As he puts on his boots, I can’t help myself. “You know, Dick, a lot of my backpacking buddies chuckled when they heard I was coming up to Montana for a horsepacking trip–sleeping with the enemy, so to speak. But I told ‘em, Hey, I won’t be out with run-of-the-mill yahoos who wallow in horse caca. I’ll be among enlightened people, environmentally concerned horse aficionados who know a thing or two.’ I assumed you folks knew how to keep track of your ponies.”

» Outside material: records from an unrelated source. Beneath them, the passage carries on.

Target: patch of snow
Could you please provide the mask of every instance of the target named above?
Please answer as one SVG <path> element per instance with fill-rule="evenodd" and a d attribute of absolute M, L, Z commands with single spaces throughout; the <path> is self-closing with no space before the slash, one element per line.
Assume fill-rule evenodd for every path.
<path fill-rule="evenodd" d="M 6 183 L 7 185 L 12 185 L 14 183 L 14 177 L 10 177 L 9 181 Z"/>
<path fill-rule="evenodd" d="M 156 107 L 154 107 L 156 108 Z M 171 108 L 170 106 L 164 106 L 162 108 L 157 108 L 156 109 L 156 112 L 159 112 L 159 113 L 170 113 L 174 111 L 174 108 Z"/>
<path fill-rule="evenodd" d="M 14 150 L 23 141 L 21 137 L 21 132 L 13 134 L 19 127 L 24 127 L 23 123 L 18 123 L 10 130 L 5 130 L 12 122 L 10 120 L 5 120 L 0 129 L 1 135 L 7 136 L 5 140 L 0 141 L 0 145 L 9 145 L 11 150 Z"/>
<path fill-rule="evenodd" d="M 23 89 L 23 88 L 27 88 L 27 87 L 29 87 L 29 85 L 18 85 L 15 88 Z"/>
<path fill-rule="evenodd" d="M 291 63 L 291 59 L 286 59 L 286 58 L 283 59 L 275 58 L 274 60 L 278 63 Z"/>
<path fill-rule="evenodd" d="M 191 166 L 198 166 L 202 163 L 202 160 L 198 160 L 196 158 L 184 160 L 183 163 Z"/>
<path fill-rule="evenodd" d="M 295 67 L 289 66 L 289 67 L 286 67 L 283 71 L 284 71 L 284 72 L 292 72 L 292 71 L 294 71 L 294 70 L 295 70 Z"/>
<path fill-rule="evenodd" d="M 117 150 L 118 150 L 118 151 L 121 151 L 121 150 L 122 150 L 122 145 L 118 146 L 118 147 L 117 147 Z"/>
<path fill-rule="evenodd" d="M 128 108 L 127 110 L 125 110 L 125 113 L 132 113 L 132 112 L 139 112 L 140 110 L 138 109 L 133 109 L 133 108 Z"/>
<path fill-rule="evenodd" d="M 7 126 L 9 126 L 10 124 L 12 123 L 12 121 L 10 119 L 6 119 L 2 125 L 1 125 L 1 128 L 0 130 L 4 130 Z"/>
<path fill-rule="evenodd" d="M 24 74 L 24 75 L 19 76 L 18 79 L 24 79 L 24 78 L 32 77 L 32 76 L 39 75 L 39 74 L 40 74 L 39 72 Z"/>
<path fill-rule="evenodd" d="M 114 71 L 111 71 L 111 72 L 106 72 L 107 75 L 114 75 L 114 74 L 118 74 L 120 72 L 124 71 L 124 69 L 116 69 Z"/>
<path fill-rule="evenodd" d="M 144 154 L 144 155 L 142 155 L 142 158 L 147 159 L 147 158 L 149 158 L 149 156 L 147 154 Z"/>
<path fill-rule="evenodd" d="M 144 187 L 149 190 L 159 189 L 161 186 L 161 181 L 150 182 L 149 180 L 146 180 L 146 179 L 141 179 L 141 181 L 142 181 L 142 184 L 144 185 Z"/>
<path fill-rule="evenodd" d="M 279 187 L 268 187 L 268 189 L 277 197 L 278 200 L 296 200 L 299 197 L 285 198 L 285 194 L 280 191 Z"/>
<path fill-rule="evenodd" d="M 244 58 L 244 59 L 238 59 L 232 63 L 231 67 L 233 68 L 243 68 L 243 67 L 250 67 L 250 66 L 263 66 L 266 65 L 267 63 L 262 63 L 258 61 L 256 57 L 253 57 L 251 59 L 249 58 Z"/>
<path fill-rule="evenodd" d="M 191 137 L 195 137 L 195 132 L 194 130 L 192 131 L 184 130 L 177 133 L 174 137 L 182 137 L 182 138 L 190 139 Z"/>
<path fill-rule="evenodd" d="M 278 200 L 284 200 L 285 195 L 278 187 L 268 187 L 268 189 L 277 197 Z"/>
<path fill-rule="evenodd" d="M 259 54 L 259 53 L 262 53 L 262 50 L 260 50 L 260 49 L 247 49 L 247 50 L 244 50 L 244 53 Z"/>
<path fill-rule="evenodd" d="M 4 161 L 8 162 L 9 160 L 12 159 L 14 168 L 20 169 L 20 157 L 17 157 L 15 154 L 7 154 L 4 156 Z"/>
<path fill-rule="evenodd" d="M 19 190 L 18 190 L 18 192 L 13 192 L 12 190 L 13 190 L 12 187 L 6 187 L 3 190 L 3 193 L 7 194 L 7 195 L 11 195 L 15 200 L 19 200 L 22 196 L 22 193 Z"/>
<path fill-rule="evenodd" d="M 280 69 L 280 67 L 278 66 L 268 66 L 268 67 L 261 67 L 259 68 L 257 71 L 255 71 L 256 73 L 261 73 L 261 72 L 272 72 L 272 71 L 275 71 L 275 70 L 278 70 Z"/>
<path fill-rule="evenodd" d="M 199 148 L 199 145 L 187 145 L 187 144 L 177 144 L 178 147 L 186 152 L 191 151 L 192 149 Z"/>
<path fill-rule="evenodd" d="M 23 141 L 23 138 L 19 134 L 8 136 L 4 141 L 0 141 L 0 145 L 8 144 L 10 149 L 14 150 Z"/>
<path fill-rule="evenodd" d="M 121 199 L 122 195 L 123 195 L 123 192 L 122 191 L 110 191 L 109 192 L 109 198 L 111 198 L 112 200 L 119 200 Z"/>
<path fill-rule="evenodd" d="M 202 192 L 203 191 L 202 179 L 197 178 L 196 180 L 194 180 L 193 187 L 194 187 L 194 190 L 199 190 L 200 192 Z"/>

Clark, a perpetually jovial man of 60, chuckles. “Well, that’s the price you sometimes pay when you’re practicing minimum-impact horsepacking.”

****

To many a dyed-in-the-woods trail lover, the concepts of “minimum impact” and “horsepacking” just do not coexist. We’ve all hiked trails akin to ditches (to knee-deep, even) because of excessive horse traffic. We’ve had to do the Horsey Two-Step on manure-studded paths while swatting flies. We’ve encountered horsepacker campsites denuded of vegetation, trees scarred where horses were tied, riparian areas trampled into muddy oblivion, and, of course, air ripe with the smell of a barn.

Even if we graciously accept, as we probably should, the “few bad apples” defense, it’s obvious that blame for much of the damage to trails and camping areas can fairly be laid at the hooves of horses, on the backs of which squarely sit their riders. Yet, I’d heard through the hiker grapevine that winds of change are blowing, that horse people of all stripes-from chaw-chewing, pistol-packing pro outfitters in Montana to crisp-and-clean dilettantes from Aspen-are spouting low-impact ethics.

I was suspicious, I admit, so I sniffed around for proof, and right away, Clark was named as one of those leading the charge to clean up both the image and the practices of horse users, particularly professional outfitters in Montana. When I phoned to ask about his efforts, he invited me to join him and a couple of his “Outfitting 101″ students on a ride through Beaverhead. To say I jumped enthusiastically at the chance would be exaggerating, but I did accept. If the horse-impact tide is turning, I wanted to see it firsthand in a region where both horses andhow to say this tactfully?…an independent way of looking at things are integral. If low-impact backcountry ethics are making headway with horsepackers in Montana, then maybe all of us who love the backwoods will soon see eye-to-eye.